Ich lachte. »Ich habe keine Ahnung.« Und das stimmte auch. Ich hatte keinerlei Erinnerungen an sie. »Wahrscheinlich irgendeine Kellnerin, die einen Narren an mir gefressen hat. Ich habe die Quittung wohl einfach eingesteckt, ohne einen Blick darauf zu werfen.« Ich sprach in gelassenem Tonfall, von Rechtfertigung keine Spur, und ich sah, wie du ins Wanken geraten bist.
»Ich hoffe doch sehr, du willst mir da nichts unterstellen.« Herausfordernd schaute ich dir in die Augen, doch du hast dich nur schweigend abgewandt. Fast hätte ich laut aufgelacht. Es war ja so leicht, dich zu besiegen.

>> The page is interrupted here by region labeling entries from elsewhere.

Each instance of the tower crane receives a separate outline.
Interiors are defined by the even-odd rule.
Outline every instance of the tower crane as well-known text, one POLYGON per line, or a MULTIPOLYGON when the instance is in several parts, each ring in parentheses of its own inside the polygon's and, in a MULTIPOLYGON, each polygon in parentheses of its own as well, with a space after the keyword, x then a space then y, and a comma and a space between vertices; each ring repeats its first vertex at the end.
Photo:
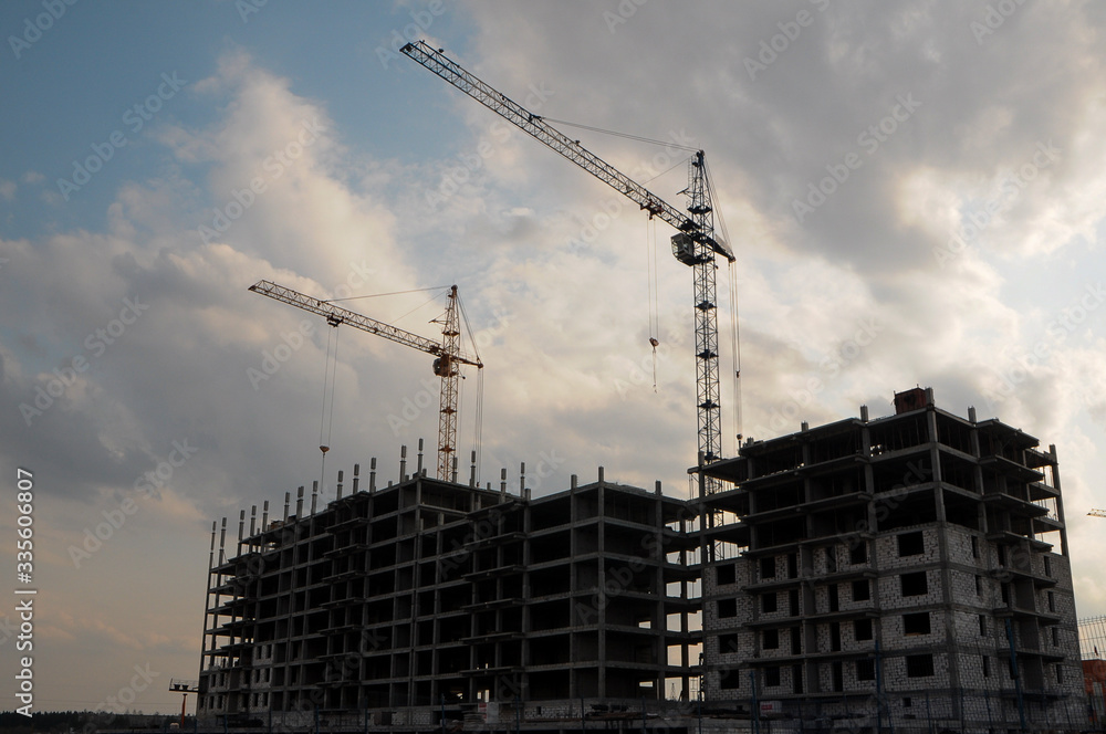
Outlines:
MULTIPOLYGON (((554 151, 576 164, 615 191, 629 198, 649 217, 658 217, 678 231, 671 238, 672 254, 693 270, 696 334, 696 402, 699 419, 699 465, 721 458, 721 418, 719 406, 718 316, 716 313, 714 255, 734 261, 727 244, 714 237, 714 216, 707 164, 702 150, 691 159, 687 193, 687 213, 666 202, 617 168, 550 125, 540 115, 528 111, 498 92, 456 61, 435 50, 425 41, 408 43, 403 53, 452 84, 483 106, 532 136, 554 151)), ((707 478, 705 478, 707 479, 707 478)), ((718 489, 707 479, 707 493, 718 489)))
POLYGON ((317 314, 324 317, 331 326, 348 324, 363 332, 376 334, 388 340, 432 355, 435 357, 434 374, 441 378, 441 394, 438 400, 438 479, 449 481, 451 459, 457 450, 457 388, 461 377, 460 366, 472 365, 477 369, 483 369, 483 363, 480 361, 479 356, 469 355, 461 350, 461 322, 458 313, 456 285, 449 290, 446 313, 440 318, 434 319, 434 323, 441 324, 440 343, 335 306, 327 301, 313 298, 271 281, 259 281, 251 285, 250 290, 274 301, 317 314))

Ich stand auf. Du hast ein Top mit V-Ausschnitt getragen und keinen BH darunter. Ich sah dein Dekolleté, und deine Brustwarzen zeichneten sich deutlich ab. »Bist du so etwa rausgegangen?«, verlangte ich zu wissen.
»Nur zum Einkaufen.«
»Und dafür packst du deine Titten aus?«, knurrte ich. »Willst du, dass die Leute dich für eine Nutte halten?«
Du hast die Hände vor die Brust gehoben, und ich riss sie herunter. »Ist es also okay für dich, sie Fremden zu zeigen, mir aber nicht, ja? Du kannst dir das nicht aussuchen, Jennifer. Entweder bist du eine Schlampe, oder du bist es nicht.«
»Ich bin keine Schlampe«, hast du geflüstert.
»Von hier sieht das aber anders aus.« Ich hob die Hand und drückte meine Zigarette zwischen deinen Brüsten aus. Du hast geschrien, doch ich war schon aus dem Raum.